The report was published on the website of the Israel Securities Authority (ISA). It contains recommendations for ICO regulation, and determines interaction with crypto assets in the country. As the ISA claimed, clear regulation rules have to contribute to the progress and development of fintech companies, not to hinder them.
Local blockchain evangelists were satisfied with the published report and conclusions presented there. Obviously, the recommendations are really aimed at the economical growth of the cryptocurrency sector. This means that Israel will continue to follow the chosen path.
Mexican authorities started talking about the release of crypto regulation rules in the spring of 2018. At that time, the government adopted the Law to Regulate Financial Technology Companies, and the central bank of Mexico (Banxico) received one year to determine which cryptocurrencies would be allowed in the country.
This term expired in March 2019, and as a result, the Banxico issued three circulars defining regulation rules for fintech companies engaged in cryptocurrency trading. The released set of rules has already been called a disaster, because it consists of exceptive propositions.
According to the advanced law derivative, only registered fintech companies can operate in Mexico, but licensing procedure hasn't yet been determined. At the same time, cryptocurrency transactions for these companies are prohibited. The law has already come into force but public discussion will be open until July 5, 2019. As we can conclude, in the coming months we should expect a bit of a break in these rules.
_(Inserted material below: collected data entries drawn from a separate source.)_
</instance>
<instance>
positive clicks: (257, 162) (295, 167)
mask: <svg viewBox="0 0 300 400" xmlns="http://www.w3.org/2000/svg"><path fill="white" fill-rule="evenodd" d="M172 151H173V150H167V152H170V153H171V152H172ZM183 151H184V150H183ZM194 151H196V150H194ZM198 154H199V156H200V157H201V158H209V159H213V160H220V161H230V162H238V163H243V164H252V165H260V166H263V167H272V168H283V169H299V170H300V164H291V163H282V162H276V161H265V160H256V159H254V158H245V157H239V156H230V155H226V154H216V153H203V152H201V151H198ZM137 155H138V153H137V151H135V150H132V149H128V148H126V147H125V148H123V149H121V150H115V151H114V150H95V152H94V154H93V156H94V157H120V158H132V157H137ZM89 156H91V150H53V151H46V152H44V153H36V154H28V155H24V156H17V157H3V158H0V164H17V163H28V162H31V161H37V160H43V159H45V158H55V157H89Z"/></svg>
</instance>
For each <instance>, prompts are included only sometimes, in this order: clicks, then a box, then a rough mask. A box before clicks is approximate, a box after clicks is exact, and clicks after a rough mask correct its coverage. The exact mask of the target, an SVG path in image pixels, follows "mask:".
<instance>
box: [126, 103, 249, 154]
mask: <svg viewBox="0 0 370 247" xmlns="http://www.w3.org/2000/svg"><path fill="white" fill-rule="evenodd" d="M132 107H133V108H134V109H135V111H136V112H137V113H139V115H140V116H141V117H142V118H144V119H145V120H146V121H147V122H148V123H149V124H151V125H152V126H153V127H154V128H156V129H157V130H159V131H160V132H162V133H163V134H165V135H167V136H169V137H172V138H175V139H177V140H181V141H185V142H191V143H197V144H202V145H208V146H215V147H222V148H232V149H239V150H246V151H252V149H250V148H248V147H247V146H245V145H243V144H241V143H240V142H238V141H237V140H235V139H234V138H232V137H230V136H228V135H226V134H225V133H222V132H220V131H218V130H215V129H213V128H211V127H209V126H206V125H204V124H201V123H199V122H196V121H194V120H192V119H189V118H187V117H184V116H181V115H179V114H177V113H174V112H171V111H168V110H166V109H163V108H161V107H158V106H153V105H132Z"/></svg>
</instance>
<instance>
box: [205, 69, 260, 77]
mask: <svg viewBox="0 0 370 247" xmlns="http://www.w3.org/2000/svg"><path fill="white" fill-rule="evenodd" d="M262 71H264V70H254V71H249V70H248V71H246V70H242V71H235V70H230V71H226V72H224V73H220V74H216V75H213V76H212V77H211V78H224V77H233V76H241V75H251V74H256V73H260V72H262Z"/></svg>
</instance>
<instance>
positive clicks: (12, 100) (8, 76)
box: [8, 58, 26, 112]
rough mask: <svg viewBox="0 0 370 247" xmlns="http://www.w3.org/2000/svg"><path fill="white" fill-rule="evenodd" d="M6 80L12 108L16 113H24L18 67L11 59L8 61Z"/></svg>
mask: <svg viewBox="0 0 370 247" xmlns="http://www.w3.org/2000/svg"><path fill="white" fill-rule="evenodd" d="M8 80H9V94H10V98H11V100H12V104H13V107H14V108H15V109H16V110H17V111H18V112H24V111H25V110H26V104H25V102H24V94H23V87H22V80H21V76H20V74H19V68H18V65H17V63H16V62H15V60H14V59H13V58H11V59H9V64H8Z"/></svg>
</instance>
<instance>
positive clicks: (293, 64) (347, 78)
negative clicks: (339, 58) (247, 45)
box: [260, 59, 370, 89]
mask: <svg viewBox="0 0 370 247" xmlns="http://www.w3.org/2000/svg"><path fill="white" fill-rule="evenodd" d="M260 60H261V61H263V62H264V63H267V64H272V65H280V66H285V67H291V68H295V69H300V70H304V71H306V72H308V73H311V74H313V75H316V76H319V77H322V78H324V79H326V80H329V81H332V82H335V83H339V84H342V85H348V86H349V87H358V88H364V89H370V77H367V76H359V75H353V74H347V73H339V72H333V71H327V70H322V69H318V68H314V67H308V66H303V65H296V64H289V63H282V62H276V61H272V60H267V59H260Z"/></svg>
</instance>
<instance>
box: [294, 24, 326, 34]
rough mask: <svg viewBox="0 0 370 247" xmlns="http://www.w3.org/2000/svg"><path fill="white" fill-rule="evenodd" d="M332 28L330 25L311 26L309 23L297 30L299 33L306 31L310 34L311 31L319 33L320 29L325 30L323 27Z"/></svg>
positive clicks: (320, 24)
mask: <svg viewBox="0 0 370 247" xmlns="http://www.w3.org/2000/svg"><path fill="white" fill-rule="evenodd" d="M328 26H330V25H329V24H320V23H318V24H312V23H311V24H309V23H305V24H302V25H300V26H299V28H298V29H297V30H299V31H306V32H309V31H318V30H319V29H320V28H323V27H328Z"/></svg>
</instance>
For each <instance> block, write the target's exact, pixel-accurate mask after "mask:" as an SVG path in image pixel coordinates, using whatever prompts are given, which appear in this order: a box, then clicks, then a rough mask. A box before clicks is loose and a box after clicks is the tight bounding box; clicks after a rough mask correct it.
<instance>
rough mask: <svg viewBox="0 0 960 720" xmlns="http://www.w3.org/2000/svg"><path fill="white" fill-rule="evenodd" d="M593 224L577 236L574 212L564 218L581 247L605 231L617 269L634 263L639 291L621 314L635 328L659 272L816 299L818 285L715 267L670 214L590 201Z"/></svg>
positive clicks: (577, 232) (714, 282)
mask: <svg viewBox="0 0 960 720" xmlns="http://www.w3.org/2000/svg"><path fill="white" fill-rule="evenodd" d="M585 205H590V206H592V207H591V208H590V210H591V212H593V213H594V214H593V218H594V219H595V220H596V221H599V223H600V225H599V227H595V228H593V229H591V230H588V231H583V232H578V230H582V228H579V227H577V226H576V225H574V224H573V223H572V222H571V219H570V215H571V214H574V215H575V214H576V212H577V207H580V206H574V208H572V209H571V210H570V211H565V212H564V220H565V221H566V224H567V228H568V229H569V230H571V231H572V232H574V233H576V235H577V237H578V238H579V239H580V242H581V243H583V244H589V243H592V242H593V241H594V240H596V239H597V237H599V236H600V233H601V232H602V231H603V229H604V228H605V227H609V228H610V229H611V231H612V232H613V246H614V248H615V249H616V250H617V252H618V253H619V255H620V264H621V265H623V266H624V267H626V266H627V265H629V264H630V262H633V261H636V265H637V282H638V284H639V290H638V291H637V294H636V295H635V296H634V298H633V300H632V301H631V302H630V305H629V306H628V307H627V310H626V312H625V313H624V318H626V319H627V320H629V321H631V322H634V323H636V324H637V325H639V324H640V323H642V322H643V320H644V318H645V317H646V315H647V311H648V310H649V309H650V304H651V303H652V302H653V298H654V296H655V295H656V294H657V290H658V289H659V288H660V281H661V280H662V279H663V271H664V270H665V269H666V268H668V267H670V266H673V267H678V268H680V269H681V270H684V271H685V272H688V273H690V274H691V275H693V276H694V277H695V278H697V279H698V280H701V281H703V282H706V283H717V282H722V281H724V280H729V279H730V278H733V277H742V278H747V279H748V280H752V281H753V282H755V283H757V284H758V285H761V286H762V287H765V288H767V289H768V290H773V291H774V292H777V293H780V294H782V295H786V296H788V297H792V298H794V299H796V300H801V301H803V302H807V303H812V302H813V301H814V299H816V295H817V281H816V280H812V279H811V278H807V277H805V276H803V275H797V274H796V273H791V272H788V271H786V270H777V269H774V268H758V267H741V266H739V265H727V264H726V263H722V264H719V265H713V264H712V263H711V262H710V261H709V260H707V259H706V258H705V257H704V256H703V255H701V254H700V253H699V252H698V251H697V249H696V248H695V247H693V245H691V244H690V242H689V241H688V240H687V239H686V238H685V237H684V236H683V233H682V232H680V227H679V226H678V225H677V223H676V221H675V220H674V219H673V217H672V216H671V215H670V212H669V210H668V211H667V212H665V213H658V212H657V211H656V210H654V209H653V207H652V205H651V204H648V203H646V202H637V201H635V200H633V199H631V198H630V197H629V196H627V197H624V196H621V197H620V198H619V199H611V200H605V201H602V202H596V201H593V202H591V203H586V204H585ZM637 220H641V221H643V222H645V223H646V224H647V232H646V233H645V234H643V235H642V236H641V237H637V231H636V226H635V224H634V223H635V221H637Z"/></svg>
The Indian government hasn't yet decided how to regulate the cryptocurrency sector, but its attitude was more negative than positive last year. In April 2018, the Reserve Bank of India (RBI) banned banks to cooperate with companies and individuals involved in crypto. This was negatively perceived by the society, and as a result an interdepartmental committee was created. The main purpose of this organization is to determine the country's attitude towards cryptocurrency.
A great number of people took the RBI’s decision as a total ban, but later it became clear that the Indian government would rather support strict control over the crypto sphere. As noted in the committee itself, Indian authorities treat cryptocurrency with “an adequate level of caution”. Now the Indian government is having a hard time, because cryptocurrency market regulation policy in the country is still not defined. But we should expect that the issue will be resolved soon.
It might be weird to see China in this list given the fact that the activity of cryptocurrency exchanges is still banned in the country. Nevertheless, the actions taken by the Chinese government since the fall of 2018 demonstrate that its attitude to the crypto sphere is getting less radical.
According to the decision of the Shenzhen Court of International Arbitration, bitcoin is a property, which means that it can be transferred and used as a means of payment in some cases. Such a decision was adopted in the proceedings in which the defendant didn't return crypto assets (20 BTC, 70 BCH and 12.5 BCD) to the plaintiff within the contractual term. The defendant argued that the deal was closed at the time when cryptocurrency transactions were outlawed, thereunder the conclusion is invalid. However, the court held this issue differently, and it was the first precedent of this kind in the country.
Now individuals and enterprises in China can own cryptocurrencies and use them to pay for some purchases. For example, you can buy an annual subscription to the Beijing Sci-Tech Report magazine for 0.01 BTC or pay for accommodation in some hotels with ethers, and get a discount.
Anyway, this one giant leap for China is one small step for the whole world. Let's see how the attitude of Chinese authorities will change and whether it’ll become more loyal this year. 2019 is called the year of cryptocurrency regulation for a reason, and there are still many changes ahead.